Crosstex denied any liability and sought to have the action
dismissed. A three-person arbitration panel conducted a hearing
on the merits in December 2009. At the close of evidence at the
hearing, the panel granted judgment for Crosstex on one of
Denburys claims. The panels decision on the
remaining claim, for which Denbury alleges damages of
approximately $8.7 million plus interest, attorneys
fees and other expenses, is expected in the first quarter of
2010. Although it is not possible to predict with certainty the
ultimate outcome of this matter, the Partnership does not
believe this will have a material adverse impact on its
consolidated results of operations or financial position.

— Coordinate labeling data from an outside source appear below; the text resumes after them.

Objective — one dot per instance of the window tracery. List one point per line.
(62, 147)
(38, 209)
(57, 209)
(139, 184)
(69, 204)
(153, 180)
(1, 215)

The Partnership (or its subsidiaries) is defending several
lawsuits filed by owners of property located near processing
facilities or compression facilities constructed by the
Partnership as part of its systems. The suits generally allege
that the facilities create a private nuisance and have damaged
the value of surrounding property. Claims of this nature have
arisen as a result of the industrial development of natural gas
gathering, processing and treating facilities in urban and
occupied rural areas. Although it is not possible to predict the
ultimate outcomes of these matters, the Partnership does not
believe that these claims will have a material adverse impact on
its consolidated results of operations or financial condition.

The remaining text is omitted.